Полынь – сухие слёзы - Туманова Анастасия. Страница 44
– Катька-то Парнэскири? Смоленских? Да, есть такая, в хоре на ярманке поёт.
– Как… в хоре? – тупо переспросил Никита. Сообщение было настолько диким, что даже не обрадовало его. – Нет, брат, думаю, мы с тобой оба ошибаемся: она кочевая цыганка, в хоре петь никак не может.
– Это ты, твоё благородие, может статься, ошибаешься, а я нет! – обиделся цыган. – Она и была кочевая, только, видать, вышла вся! Вон, кажин вечер в трактире соловьём разливается, много господ ходит слушать, и купечество её любит! Да ты бы и сам сходил глянуть, а опосля скажешь мне – ты иль я ошибались-то. Может, ты про другую какую Катьку говоришь, мало ли их, галок-то этих, бегает…

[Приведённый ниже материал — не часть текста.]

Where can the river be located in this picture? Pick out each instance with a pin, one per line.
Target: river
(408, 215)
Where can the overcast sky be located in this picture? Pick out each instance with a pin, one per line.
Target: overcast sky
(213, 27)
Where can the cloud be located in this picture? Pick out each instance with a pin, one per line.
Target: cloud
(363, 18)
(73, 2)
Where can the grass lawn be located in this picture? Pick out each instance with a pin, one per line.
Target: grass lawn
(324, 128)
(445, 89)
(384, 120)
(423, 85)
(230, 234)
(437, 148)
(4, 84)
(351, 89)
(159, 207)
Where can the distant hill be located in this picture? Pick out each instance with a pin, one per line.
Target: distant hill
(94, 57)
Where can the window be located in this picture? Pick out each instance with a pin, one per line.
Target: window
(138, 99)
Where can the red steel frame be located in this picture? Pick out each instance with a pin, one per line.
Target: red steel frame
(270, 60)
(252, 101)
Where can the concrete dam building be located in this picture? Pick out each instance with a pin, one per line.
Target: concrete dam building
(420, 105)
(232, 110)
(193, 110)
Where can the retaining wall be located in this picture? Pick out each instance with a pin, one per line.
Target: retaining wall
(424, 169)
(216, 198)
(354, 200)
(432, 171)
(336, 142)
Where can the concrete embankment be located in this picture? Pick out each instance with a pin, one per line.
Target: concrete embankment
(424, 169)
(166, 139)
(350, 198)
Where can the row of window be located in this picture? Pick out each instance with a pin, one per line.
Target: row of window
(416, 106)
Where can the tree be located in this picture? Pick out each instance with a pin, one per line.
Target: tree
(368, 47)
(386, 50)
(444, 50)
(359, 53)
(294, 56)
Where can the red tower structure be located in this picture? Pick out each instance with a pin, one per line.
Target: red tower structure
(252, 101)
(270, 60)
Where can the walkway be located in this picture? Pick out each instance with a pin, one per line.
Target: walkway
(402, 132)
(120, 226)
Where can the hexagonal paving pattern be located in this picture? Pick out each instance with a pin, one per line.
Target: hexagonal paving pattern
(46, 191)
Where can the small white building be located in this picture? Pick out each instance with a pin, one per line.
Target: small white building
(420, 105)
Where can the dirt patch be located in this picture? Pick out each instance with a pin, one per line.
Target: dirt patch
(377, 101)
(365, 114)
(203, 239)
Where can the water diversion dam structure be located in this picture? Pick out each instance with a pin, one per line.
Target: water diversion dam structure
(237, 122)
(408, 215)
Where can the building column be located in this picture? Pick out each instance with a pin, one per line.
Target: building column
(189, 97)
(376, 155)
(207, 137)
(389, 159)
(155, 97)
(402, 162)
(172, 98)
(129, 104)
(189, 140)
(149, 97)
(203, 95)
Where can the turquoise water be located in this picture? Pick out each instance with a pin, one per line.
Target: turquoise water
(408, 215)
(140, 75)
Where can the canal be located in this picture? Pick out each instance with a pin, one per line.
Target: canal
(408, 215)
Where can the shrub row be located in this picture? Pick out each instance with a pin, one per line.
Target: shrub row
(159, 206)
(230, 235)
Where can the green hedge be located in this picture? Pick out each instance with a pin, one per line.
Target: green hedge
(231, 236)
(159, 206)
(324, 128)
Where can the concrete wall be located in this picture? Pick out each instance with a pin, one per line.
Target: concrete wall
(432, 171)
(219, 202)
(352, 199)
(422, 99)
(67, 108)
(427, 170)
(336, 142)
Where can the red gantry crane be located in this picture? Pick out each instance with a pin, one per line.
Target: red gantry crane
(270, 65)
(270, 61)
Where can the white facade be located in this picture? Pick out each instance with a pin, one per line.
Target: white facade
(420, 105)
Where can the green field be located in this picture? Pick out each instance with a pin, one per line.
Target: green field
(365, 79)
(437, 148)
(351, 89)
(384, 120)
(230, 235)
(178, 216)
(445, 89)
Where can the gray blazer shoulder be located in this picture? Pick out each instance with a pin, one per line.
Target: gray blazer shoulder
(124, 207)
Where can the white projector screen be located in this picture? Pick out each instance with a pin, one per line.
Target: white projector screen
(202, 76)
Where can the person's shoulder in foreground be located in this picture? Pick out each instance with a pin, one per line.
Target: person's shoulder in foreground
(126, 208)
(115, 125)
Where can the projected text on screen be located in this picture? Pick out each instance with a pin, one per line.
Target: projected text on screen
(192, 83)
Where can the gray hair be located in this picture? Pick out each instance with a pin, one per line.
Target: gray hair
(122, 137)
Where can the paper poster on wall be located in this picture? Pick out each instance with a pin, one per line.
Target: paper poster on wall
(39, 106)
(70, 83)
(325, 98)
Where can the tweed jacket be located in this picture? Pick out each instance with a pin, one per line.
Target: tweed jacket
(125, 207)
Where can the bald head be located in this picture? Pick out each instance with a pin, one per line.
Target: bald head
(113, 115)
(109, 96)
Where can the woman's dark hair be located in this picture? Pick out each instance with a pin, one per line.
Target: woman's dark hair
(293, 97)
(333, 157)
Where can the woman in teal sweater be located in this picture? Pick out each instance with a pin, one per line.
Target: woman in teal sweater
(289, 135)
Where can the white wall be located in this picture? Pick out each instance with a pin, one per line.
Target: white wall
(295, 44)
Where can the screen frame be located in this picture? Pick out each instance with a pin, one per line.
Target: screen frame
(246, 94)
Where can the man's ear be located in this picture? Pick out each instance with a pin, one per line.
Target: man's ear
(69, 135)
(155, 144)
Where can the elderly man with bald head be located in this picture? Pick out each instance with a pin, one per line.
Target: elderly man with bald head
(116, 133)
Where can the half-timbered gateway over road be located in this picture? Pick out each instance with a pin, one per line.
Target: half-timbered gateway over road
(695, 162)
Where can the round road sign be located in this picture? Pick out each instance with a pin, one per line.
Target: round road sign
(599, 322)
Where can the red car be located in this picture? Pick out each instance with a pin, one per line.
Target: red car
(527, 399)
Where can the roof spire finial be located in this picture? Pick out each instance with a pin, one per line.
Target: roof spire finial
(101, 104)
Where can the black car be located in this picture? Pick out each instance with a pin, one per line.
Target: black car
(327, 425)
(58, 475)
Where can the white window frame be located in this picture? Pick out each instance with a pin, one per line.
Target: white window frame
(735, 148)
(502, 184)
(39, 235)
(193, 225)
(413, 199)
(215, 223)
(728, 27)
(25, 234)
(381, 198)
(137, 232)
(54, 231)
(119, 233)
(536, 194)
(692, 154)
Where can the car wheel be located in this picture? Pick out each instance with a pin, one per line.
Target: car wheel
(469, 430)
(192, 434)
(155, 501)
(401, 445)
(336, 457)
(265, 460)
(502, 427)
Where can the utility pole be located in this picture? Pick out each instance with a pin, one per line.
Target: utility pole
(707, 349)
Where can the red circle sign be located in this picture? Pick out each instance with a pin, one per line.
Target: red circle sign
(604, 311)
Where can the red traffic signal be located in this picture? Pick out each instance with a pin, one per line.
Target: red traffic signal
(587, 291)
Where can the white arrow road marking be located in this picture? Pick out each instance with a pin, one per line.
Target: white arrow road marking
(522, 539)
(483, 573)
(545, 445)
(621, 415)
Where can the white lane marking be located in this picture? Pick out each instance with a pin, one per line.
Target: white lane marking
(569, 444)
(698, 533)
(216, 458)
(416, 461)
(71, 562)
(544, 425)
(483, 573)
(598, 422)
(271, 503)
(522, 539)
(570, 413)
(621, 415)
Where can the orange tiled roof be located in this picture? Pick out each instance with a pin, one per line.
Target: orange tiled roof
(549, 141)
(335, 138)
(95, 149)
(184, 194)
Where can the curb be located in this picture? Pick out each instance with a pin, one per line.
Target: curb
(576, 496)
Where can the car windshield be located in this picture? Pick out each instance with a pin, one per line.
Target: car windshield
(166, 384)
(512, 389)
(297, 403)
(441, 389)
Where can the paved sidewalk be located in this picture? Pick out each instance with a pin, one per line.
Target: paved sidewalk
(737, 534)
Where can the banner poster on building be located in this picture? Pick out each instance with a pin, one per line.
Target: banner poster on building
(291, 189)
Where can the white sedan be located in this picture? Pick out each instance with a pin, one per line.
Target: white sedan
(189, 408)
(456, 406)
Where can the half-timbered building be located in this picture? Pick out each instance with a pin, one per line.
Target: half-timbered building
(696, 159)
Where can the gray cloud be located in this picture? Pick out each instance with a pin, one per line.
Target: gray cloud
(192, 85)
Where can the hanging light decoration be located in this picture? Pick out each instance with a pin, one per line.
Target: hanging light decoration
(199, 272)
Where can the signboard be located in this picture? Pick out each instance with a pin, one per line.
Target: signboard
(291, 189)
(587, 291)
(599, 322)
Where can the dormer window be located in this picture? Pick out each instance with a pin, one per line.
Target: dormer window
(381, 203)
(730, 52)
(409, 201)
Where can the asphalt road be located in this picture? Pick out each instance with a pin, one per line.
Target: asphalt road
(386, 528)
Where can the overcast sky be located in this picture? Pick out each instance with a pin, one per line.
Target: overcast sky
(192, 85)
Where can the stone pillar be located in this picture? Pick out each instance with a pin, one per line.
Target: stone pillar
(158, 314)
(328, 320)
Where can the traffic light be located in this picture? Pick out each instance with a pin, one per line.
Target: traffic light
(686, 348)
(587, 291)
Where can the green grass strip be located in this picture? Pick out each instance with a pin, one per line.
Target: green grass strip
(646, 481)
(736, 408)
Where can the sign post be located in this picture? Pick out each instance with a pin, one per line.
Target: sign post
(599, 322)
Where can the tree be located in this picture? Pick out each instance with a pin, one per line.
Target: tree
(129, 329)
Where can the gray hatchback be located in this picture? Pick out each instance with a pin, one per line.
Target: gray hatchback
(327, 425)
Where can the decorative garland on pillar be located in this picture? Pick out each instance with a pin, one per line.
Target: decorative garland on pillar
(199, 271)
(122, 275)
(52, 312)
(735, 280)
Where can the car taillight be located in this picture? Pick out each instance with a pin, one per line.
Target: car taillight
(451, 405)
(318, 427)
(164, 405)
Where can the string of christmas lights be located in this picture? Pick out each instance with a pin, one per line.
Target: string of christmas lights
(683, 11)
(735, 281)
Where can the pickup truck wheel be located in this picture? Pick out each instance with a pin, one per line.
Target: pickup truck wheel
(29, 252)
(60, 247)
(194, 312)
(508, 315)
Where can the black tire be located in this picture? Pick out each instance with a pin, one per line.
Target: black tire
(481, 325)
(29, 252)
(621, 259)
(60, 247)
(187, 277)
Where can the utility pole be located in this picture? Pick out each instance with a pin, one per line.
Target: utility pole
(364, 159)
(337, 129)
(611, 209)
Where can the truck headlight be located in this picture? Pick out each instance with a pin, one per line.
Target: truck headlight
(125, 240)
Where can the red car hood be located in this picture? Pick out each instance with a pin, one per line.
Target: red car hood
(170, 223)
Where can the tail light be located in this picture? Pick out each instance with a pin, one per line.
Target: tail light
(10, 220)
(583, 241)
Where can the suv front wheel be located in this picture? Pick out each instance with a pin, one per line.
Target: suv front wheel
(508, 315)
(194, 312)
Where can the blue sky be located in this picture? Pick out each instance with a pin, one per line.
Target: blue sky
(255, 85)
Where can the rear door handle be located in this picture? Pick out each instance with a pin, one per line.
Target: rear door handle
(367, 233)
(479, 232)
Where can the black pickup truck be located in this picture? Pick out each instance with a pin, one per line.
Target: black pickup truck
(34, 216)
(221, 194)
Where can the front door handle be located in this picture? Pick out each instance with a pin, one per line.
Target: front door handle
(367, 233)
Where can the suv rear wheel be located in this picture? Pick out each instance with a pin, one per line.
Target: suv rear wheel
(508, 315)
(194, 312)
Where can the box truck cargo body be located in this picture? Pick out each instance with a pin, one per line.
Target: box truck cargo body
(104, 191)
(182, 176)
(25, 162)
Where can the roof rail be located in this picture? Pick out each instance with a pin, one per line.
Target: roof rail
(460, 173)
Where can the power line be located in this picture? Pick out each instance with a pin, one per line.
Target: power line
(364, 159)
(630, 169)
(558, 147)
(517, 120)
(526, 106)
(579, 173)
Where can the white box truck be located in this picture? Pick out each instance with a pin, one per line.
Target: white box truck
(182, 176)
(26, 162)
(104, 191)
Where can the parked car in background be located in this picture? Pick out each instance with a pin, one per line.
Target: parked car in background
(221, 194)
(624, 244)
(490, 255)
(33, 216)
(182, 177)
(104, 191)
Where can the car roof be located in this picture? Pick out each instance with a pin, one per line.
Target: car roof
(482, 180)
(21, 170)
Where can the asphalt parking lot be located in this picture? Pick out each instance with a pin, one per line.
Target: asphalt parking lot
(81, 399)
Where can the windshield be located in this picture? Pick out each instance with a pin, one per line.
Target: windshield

Он говорил что-то ещё, сердито блестя глазами и теребя заткнутый за пояс кнут, но Никита уже уходил прочь через ярмарочную толпу. Говор, смех, шаги сотен людей вокруг доносились до него словно сквозь стены, в голове было звонко, ясно и пусто. Никакой радости он не испытывал. Под сердцем дрожал странный, непонятный испуг.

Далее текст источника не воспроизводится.